= Geordie Brown =

Canadian actor

Geordie Brown (born May 14, 1991) is a Canadian actor and singer best known for originating the lead role in Jukebox Hero: The Musical, presented at Toronto's Ed Mirvish Theatre, and for serving as guest vocalist with Foreigner on the band's 2025 Canadian arena tour.

== Career ==

=== Film & Television ===
Brown began his professional career in film and television, garnering credits such as Stephen King's Bag of Bones (A&E), and a supporting role alongside Kelly Preston in the film adaptation of Jodi Picoult's The Tenth Circle (Lifetime).

=== Theatre ===
Brown's theatre career includes regional credits at Neptune Theatre (Halifax) and The Guild (Charlottetown).

As director, Brown's theatrical credits include Stan Rogers: A Matter of Heart, Singalong Jubilee: A Musical Tribute, Pleasureville by Ellen Denny, and Tapestry: A Tribute to Carole King.

Brown co-created Could I Have This Dance?, a musical featuring the hits of Anne Murray, and directed a special concert performance of the show in celebration of the Anne Murray Centre's 30th Anniversary in 2019. Prior to the performance, a partnership with SquarePeg Venture Capital was announced when BroadwayWorld quoted Managing Director Doug Ross saying "We are proud to be supporting this great Atlantic Canada production that is destined for the West End."

=== Music ===
Brown created and performed The Songs of The Rat Pack, a one-man tribute to Frank Sinatra, Dean Martin, and Sammy Davis Jr. at Neptune Theatre in 2017. The show, which was dedicated to his late grandmother, was recorded and released as a live album.

In August 2025, BraveWords.com reported that Brown would release his debut rock single, "Won't You Come With Me". The single is a cross-generational re-recording of a 1978 rock song by Nova Scotia rock band, Titan, of which Brown's father was a founding member.

=== Jukebox Hero and Foreigner ===
In March 2018, Brown was cast in the lead role of the world premiere of Foreigner's Jukebox Hero: The Musical, to be performed in Calgary and Edmonton. The musical's book was written by Dick Clement and Ian La Frenais. Brown later performed in the musical at the Ed Mirvish Theatre in Toronto in February 2019.

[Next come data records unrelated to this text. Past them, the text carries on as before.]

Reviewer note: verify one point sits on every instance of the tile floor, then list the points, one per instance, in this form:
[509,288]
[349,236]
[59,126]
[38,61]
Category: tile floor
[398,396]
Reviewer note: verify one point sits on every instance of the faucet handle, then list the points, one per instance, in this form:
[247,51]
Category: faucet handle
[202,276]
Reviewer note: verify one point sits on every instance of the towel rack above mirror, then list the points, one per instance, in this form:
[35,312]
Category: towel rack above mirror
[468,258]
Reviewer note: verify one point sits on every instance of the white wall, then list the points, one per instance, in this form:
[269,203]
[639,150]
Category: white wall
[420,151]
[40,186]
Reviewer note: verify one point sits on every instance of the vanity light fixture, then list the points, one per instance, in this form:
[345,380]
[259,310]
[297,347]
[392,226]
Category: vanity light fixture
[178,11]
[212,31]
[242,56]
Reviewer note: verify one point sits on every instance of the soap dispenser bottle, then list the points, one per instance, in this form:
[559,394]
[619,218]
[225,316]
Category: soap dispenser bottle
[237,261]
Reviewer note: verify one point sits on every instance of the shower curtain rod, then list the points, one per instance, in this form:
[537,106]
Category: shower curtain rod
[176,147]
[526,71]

Brown made a surprise appearance with Foreigner in his home province of Nova Scotia in March 2019 during the band's Cold As Ice tour, singing "Hot Blooded" with lead singer Kelly Hansen.

Brown's involvement with the band continued in 2025, when Foreigner announced a Canadian tour with Brown as guest vocalist. Foreigner founder Mick Jones was quoted by Billboard.com saying: “I was most impressed by Geordie’s performances of Juke Box Hero, The Musical in Canada. He is not only a consummate vocalist, but a verified Broadway actor to boot. We look forward to welcoming him at our shows on Foreigner’s 2025 Canadian tour."The 13-city tour was billed as a prelude to a new production of the musical in 2026.